ここまで告白に関して慎重になったのは、生まれて初めての事だった。



*****



「あーきなーい君! 今日って何か予定ある?」


 八月の頭から九月下旬まで続いた長い長い夏休みが終わり、再び大学へ通う生活が始まった初日。

 五限目が終わった後にぼけーっとキャンパス内を歩いていると、不意に後ろから声を掛けられた。


 振り向くと……なんと、あの凛夏さんだった。


「り、凛夏さんっ……?」


「あれ? この後に用事とかあったりする?」


「えっ? あ、きょ、今日ですか? 全然! 全く忙しくないです! びっくりするぐらい忙しくないです!」


「ホント? 良かった~」


 もしやこの流れは……デートか? デートに誘ってもらえるのか?

 ここまできて、実は、旅行するから飼ってる猫をしばらく預かって欲しい、とかはやめてくれ。


「あのさ、ケーキバイキングに付き合ってくれない? 亜希子と行く予定だったんだけど、急用が入っちゃったみたいで」


 想像していた範囲にあったセリフの中でも最上位のものが飛び出してきたことで、激しく胸が高鳴った。


「も、もちろん行きます! 甘いもの大好きです! ありがとうございます!」


「うふふふ。
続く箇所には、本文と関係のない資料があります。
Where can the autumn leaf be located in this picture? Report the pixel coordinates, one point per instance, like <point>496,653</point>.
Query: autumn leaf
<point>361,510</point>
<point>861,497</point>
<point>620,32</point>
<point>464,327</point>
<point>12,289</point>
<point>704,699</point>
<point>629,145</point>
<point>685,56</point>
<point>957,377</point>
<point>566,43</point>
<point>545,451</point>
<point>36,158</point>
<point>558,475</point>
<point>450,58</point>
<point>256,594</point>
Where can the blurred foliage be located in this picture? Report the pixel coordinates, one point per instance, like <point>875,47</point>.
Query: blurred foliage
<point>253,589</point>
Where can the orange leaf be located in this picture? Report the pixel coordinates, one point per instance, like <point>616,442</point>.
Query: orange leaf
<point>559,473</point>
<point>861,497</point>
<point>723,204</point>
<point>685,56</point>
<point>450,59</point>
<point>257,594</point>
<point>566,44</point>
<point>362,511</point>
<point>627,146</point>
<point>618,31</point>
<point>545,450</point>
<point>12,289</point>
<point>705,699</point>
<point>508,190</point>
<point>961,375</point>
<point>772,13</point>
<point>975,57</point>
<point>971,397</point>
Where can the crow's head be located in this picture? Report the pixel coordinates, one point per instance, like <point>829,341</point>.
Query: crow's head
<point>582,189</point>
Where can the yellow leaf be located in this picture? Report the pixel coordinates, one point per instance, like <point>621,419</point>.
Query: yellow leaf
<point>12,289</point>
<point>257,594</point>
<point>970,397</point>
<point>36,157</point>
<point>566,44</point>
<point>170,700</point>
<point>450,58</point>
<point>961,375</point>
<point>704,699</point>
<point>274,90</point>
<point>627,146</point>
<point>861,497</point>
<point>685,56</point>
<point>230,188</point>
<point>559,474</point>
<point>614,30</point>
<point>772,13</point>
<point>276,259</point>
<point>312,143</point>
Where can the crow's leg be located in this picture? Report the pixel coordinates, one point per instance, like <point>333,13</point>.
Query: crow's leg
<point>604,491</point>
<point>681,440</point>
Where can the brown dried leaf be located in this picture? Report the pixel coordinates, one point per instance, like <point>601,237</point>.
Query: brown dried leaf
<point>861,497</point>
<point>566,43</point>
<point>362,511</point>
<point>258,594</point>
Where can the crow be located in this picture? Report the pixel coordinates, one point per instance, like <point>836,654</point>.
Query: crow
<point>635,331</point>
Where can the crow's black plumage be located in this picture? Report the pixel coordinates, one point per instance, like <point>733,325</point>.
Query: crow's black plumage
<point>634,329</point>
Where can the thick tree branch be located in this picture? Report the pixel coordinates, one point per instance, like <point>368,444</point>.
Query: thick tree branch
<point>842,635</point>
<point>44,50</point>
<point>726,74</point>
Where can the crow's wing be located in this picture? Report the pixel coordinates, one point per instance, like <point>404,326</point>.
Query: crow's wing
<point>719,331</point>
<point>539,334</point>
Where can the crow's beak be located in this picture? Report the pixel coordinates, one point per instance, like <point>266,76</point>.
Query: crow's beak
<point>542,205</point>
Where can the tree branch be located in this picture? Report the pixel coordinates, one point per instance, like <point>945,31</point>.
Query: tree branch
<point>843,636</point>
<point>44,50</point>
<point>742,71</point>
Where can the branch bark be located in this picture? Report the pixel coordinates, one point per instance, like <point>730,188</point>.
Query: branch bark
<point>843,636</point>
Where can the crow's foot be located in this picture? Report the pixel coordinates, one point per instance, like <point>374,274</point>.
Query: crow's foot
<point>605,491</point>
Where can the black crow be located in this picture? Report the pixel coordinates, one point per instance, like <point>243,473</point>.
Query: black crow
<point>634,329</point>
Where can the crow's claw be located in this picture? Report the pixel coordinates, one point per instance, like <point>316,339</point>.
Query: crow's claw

凄いテンション高いね。やっぱり甘い物好きなんだね。そうだと思ったんだ。じゃあ、今から行こ!」


 凛夏さんは、僕の右手首を掴んで歩き出し、大学の校門方向へ向かったっぽい。


 「っぽい」というのは、もう僕には周りがよく見えていないから。

 全神経が、右手首に集中してしまっていた。


 一生懸命状況を把握しようとするのだけれど、まるで神経が右手首から離れていくのを拒否しているかのように、一点集中の姿勢を崩さない。


 僕は、状況把握を諦めた。

 今は、果報者の右手首に集まっている神経を好きにさせてやろうと思う。